Loyola University Chicago School of Law, JD 2025
Mayhem has ensued in the world of college sports since July 1, 2021, when college athletes could first benefit from their name, image, and likeness (NIL) based on an interim policy passed by the National Collegiate Athletic Association (NCAA). Chaos emerged after a number of states adopted policies regarding athlete’s name, image, and likeness. This forced the NCAA to pass a policy allowing such deals across the board, while stating in their release that the organization would continue to work with Congress to create a solution on the national level. However, two years later, no such solution has come to fruition, and in that time, states that have a large investment in the success of their college sports have been able to create or edit their legislation to benefit the performance of their teams.
Under the interim policy created by the NCAA, athletes entering into NIL deals must comply with the laws of the state in which the school is located. Athletes located in states that do not have laws regulating NIL deals can form deals without violating NCAA rules. All athletes should report their NIL activities to their school, but the varying state regulations mean that athletes in certain states may have better opportunities than others, which could influence which schools prospective athletes are willing to attend.
What can be done to protect athletes and college sports?
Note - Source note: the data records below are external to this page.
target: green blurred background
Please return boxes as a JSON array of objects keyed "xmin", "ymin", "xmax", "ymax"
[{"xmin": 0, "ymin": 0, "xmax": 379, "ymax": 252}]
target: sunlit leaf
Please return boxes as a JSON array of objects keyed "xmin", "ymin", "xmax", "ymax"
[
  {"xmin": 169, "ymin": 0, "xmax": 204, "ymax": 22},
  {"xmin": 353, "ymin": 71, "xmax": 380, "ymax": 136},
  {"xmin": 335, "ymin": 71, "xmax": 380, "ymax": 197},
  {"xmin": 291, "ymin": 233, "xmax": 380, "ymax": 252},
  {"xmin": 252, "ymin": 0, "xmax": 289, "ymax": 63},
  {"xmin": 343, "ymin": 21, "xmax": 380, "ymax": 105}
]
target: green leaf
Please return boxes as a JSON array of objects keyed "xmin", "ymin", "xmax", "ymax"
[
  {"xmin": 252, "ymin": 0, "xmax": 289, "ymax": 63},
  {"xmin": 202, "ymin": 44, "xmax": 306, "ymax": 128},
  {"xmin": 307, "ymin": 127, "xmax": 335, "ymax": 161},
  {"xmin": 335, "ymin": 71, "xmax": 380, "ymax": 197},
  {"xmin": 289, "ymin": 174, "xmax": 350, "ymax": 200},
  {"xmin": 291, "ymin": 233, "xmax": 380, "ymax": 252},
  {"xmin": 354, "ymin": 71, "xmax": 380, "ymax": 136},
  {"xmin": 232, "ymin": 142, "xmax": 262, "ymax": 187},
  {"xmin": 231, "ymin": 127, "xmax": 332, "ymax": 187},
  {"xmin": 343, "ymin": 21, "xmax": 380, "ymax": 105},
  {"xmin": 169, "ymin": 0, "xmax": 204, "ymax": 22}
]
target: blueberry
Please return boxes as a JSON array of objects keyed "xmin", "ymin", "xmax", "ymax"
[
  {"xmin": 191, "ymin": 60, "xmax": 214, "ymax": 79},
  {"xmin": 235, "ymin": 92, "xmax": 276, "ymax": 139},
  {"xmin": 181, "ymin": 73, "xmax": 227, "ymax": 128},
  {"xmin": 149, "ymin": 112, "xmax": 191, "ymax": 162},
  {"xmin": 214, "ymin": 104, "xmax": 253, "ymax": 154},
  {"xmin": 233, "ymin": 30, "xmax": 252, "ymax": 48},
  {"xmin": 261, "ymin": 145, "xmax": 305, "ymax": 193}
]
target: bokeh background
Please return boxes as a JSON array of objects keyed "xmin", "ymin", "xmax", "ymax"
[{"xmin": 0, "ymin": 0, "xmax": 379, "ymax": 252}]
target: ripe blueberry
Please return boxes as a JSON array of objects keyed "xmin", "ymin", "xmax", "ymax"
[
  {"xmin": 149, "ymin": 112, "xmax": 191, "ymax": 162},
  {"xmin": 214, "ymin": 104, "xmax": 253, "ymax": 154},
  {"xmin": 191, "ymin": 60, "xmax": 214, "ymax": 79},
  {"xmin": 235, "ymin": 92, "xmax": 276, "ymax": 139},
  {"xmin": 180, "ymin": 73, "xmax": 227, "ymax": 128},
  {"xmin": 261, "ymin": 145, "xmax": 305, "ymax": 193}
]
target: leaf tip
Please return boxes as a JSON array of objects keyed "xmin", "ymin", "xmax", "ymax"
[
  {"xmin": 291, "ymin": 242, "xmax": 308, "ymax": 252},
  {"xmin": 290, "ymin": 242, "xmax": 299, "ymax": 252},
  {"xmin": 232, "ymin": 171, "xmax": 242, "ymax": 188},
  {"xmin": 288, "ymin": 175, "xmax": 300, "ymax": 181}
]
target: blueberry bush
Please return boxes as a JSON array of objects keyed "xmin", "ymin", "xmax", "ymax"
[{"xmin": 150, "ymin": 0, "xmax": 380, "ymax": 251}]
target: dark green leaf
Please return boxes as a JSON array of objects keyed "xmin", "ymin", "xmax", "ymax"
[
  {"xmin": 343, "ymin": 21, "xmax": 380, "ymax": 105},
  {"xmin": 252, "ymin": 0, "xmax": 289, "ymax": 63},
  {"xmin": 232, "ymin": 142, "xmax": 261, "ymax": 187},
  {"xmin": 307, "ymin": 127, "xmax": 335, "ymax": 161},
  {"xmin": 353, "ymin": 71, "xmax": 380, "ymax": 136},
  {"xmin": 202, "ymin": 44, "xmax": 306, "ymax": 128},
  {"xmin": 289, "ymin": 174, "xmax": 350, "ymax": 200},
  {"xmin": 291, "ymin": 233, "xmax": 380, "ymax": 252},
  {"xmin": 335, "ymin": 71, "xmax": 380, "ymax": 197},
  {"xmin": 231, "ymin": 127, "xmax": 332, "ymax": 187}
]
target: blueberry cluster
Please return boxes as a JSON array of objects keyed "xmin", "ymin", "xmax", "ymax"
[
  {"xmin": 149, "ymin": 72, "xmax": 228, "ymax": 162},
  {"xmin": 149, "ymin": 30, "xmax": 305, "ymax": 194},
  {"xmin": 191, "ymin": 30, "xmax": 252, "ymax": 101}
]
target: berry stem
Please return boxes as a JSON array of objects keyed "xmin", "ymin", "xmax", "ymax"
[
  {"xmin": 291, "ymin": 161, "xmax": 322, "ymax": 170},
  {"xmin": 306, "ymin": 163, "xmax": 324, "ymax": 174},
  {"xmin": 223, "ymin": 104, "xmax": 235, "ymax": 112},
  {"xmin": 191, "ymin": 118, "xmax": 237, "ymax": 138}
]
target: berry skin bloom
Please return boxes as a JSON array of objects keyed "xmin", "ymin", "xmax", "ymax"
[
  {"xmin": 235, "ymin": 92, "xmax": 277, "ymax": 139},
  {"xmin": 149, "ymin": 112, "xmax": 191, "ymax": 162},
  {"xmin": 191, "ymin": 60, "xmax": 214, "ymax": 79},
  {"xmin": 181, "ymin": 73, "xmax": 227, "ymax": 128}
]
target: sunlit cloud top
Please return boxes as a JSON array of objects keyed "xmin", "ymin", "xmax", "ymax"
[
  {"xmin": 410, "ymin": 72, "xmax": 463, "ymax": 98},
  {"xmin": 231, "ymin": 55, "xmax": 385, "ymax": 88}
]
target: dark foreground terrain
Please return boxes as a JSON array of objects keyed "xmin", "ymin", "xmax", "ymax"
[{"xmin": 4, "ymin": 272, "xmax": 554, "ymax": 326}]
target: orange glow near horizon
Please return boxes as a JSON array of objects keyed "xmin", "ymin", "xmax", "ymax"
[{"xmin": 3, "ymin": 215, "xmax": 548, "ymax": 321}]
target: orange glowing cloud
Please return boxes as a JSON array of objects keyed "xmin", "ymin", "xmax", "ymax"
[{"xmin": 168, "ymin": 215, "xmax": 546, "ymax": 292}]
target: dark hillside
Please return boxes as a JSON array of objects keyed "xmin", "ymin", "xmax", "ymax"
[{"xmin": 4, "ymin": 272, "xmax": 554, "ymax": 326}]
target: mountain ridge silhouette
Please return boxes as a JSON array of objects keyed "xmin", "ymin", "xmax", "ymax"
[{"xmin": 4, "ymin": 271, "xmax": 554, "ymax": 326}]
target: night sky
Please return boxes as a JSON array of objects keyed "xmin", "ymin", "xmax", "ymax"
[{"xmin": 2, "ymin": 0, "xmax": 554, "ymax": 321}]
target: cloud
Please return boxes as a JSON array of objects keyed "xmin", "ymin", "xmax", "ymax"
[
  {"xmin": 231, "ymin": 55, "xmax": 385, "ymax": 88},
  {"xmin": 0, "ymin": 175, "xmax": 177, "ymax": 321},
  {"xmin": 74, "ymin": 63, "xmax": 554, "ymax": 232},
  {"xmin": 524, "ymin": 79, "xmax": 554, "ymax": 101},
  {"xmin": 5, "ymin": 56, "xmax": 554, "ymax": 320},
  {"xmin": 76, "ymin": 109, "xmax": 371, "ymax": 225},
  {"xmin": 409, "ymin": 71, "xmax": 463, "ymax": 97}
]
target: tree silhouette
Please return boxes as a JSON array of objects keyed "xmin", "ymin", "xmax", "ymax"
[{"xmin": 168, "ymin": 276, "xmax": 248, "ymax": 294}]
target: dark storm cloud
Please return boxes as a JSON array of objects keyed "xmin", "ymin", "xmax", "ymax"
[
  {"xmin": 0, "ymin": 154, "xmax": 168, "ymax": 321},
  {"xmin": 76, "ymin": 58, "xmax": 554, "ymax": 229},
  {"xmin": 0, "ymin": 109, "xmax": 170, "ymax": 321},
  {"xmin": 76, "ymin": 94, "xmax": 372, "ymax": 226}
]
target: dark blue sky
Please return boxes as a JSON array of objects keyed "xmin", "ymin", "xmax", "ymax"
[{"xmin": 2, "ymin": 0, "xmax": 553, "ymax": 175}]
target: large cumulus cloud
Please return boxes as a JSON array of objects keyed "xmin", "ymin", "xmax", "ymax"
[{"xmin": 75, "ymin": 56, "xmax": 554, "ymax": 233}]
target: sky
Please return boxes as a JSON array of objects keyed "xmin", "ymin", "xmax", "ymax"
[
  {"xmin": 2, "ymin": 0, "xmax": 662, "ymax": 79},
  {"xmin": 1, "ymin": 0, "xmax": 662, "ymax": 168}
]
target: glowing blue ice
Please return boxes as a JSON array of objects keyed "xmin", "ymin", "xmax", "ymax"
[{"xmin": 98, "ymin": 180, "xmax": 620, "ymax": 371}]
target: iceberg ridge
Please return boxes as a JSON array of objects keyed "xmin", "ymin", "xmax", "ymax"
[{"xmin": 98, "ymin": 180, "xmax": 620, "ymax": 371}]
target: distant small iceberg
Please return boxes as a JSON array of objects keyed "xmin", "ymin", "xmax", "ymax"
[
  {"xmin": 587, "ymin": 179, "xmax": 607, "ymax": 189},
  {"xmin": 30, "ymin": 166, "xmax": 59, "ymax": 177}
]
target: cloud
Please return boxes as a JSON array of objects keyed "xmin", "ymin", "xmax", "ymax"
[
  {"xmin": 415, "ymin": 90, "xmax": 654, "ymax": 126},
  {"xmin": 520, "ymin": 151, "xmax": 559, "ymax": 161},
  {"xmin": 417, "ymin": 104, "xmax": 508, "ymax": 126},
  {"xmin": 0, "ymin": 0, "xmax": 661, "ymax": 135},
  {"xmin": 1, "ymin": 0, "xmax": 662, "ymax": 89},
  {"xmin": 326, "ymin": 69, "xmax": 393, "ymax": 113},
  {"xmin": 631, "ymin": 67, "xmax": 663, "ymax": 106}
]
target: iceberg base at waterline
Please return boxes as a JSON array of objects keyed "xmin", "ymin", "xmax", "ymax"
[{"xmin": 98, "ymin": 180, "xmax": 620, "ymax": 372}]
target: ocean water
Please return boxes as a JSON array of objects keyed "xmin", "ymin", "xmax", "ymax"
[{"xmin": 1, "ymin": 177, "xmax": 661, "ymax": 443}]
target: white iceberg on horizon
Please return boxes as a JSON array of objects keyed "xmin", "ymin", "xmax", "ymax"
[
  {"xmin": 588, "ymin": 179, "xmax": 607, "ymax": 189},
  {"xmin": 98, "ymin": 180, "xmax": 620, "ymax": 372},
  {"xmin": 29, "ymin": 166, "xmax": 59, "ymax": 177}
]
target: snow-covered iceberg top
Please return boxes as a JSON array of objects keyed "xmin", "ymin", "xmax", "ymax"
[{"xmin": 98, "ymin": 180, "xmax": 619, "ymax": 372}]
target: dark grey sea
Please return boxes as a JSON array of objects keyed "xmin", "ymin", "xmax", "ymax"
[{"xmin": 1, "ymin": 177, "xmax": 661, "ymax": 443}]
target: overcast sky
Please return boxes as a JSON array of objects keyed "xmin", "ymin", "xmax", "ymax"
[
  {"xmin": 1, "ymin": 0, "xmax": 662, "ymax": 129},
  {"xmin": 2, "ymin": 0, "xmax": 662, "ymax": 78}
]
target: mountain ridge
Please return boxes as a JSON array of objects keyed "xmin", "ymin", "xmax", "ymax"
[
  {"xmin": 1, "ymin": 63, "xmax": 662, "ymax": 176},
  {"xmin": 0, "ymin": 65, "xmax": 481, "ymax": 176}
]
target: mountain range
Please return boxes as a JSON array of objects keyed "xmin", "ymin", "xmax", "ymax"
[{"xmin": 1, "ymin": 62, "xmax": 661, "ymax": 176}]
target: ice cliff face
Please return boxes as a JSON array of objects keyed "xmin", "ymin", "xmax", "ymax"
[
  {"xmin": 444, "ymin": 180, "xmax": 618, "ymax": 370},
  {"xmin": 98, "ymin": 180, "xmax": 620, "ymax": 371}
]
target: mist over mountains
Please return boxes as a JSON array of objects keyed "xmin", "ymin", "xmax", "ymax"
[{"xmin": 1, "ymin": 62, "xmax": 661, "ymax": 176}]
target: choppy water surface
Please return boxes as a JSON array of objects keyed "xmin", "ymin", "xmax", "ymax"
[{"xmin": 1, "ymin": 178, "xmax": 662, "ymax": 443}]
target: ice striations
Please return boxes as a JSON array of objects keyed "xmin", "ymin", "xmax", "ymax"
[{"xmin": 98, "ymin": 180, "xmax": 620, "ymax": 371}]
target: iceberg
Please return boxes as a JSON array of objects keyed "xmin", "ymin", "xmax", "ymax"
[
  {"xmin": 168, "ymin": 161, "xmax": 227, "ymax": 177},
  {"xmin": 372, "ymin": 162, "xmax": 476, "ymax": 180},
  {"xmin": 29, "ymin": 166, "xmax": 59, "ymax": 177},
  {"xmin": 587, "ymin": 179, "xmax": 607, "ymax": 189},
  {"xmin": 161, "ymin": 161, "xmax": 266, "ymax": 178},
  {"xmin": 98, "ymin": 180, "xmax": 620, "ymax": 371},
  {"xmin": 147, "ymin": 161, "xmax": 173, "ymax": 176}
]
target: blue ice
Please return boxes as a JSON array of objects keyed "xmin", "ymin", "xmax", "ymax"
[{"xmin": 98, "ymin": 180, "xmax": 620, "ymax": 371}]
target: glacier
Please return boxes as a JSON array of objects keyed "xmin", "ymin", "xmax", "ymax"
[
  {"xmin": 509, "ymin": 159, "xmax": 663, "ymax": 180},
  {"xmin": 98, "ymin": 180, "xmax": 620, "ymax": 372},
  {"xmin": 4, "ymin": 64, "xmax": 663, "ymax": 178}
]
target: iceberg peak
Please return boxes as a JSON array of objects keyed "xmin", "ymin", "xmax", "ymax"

In early June of this year, a number of head figures in college sports travelled to Washington D.C. to advocate for NIL legislation. Throughout the summer, Congress has continued discussions around NIL regulation, but has failed to get any proposal up for a vote. There is one NIL bill introduced in the House of Representatives, with multiple other draft bills in both the House and Senate. Most importantly, the proposed bill in the House involves the creation of a new regulatory agency to oversee NIL activities, but one of the proposed Senate bills grants the authority to the NCAA to investigate and ensure compliance. This proposition is troublesome because the institution that benefits from such deals should not be the one to ensure compliance.
The bills include a variety of provisions designed to protect athletes, as well as the amateur classification of college sports. For example, student athletes would have to complete a semester of coursework before entering any deals, a requirement that student athletes report all the details of their deals within 30 days, and one draft even proposes creating a trust funded by college tournaments that generate a lot of revenue for family members’ travel expenses and costs related to injuries.
It is clear that there needs to be uniform legislation to prevent certain states from having unfair advantages and utilizing predatory behaviors on potential recruits. A priority should be placed upon the creation of a new regulatory agency that could be impartial, rather than having the NCAA be responsible for regulation. NIL deals are increasing in value, and protecting student athletes should be the priority instead of the growth of the NCAA.
Why is regulating NIL deals so important?
No bill is going to fix the variety of issues with NIL deals in college sports overnight. However, these deals involve young adults signing over the rights to their name, image, and likeness, of which many probably do not fully understand what that means. The law is complicated, and NIL deals for college students are still relatively new and clearly not uniformly regulated. Therefore, the priority must be placed upon protecting the student athletes as people first. College sports have long been responsible for the majority of revenue at a number of collegiate institutions. At the same time, the colleges have preyed upon student athlete’s inability to profit off the work that they do outside of scholarships. Today, that shifts to an entirely different issue, with the potential for large corporations to take advantage of unknowing young adults who are easily impressed by a large number or a flashy label. So ensuring that these young athletes are well represented and making educated decisions is vital in regulating NIL deals for college sports.
A new bill is necessary to uniformly regulate NIL deals, and it is vital that a separate regulatory agency is created to monitor and enforce the new law. To best protect athletes, the NCAA cannot be responsible for regulating deals that they benefit from in the long run. While there should be urgency in finding a national solution for the conflicts in NIL deals, it is important that Congress does not forget that these student athletes are people first, and their interests should come before corporate interests when drafting these regulations.